A wracając do signum - daje wszytkim świetne alibi i poczucie bezkarności: wszak zrobiono / wydano!

zaloguj się by móc komentować

Maryla-Sztajer @marek-natusiewicz 21 stycznia 2018 08:50
21 stycznia 2018 09:38

Wydano Monografię Sosnowca, bardzo mi potrzebną. Nie ma. Chyba ich Muzeum wydało..?...

.

 

zaloguj się by móc komentować

Magazynier @Stalagmit 20 stycznia 2018 14:31
21 stycznia 2018 20:34

To jest wyraz aspiracji i pokątnych pogłosek, celowo rozpowszechnianych, gdzie jest kasa i waaadza. 

"Jednym słowem, akademia stoi po stronie tych sił, które dzielą pieniądze." Stoi po ich stronie bo to nie ona dzieli te pieniądze, czyli drugą nogą stoi po stronie tych którzy już nauczyli się jaki robić minki żeby dostać kasę.  

"a że są to siły przemożne i do tego oszczędne, to dzielą pieniądze nie swoje." Co widać na podstawie ostatniego tekstu Zbigwie'a o tzw. kryzysie w Rosji. 

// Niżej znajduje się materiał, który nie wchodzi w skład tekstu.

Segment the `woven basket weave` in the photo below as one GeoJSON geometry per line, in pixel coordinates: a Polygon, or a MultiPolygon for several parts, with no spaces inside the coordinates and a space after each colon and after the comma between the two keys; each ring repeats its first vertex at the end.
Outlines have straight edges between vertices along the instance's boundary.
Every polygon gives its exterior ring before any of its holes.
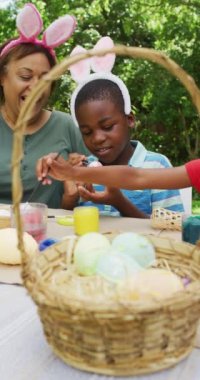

"Dlaczego tak jest. Wynika to wprost z braku planu państwa, na przeszłość i przyszłość. A raczej z pogodzeniem się osób to państwo reprezentujących z jego atrofią. Powoli więc wszystkie agenty państwa będą przejmowane przez organizacje z zewnątrz, organizacje silniejsze, które narzucą tu swój porządek. Nie wiem jak jest w służbach i szczerze mówiąc nie chcę wiedzieć, ale wiem jak jest w akademii, Urbańczyk mi to powiedział. To jest odłączenie uniwersytetu od struktur i misji państwa i jego zamiana w grzyba pasożytniczego." O przepraszam, w grzyba anglosaskiego, w najlepszym stylu anglosaskim! No przecież jakaś hierarchia musi być! Muss sein!